图2展示了货单管理系统的初步的数据流程图。

从CUSTOMER(顾客)开始,由此事务进入系统,在这所办理的手续由PROCESS TRANSATION(事务处理程序)处理。

STOCK保存货单中每项商品的数据.为了对新的事务处理起作用,事务处理程序要改变数据。

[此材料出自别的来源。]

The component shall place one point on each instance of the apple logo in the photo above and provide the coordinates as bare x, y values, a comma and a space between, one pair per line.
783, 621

同时,MANAGEMENT(经营部门)可通过COMMUNICATE(通信)存取系统,检查STOCK中的数据,如果需要的话,请求重新订货.订货单一经核准。

GENERATEREORDER(产生订货单程序)就向SUPPLIER(供应商)发出需要的数据,供应商就把货运送到商店。

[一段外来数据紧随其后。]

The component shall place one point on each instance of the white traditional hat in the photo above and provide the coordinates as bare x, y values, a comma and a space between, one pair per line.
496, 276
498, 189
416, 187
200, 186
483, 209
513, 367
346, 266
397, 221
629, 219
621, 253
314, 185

注意,因为订货表现为某种待定的商品或某些商品在清单中的变化,所以把订货作为事务处理。

图 2
数据流程图描述了逻辑系统。

下一步该追溯该系统的数据流向了。

从数据的目的地SUPPLIEF开始。

例如,重订货单送给了供货商们,商店可能想要25条工作裤,为了填写订货单,供应商需要商品的说明和再订货的数量,那么,这些数据从什么地方来呢?由于数据是Generate reorder输出的,所以既要有数据输入给它,还要有数据经过它的处理而产生。

数据从STOCK流入Generate reorder,因此商品说明和订货数量必定存放在STOCK中。

另外一些数据,例如购买的货物品种和数量由CUSTOMER产生,还有一些数据,例如销售价格和订货点由MANAGEMENT产生,或者由它提出要求。

例如,某种已知货物的现存量就是由某个处理过程中的某种算法产生出来的。

分析员逐步地、有条理地区分了系统要求输入、存储、处理、产生或输出的应该分别是哪些数据元素。

为了记录数据元素,分析员必须把每个数据列在数据字典内简单的数据字典可建立在索引卡片上,但计算机化的数据字典已经变得日益流行了。

数据字典是描述和定义数据的一个数据集合,不仅在整个系统的分析与设计过程中有用,而且在实现阶段经常被用来建立数据库。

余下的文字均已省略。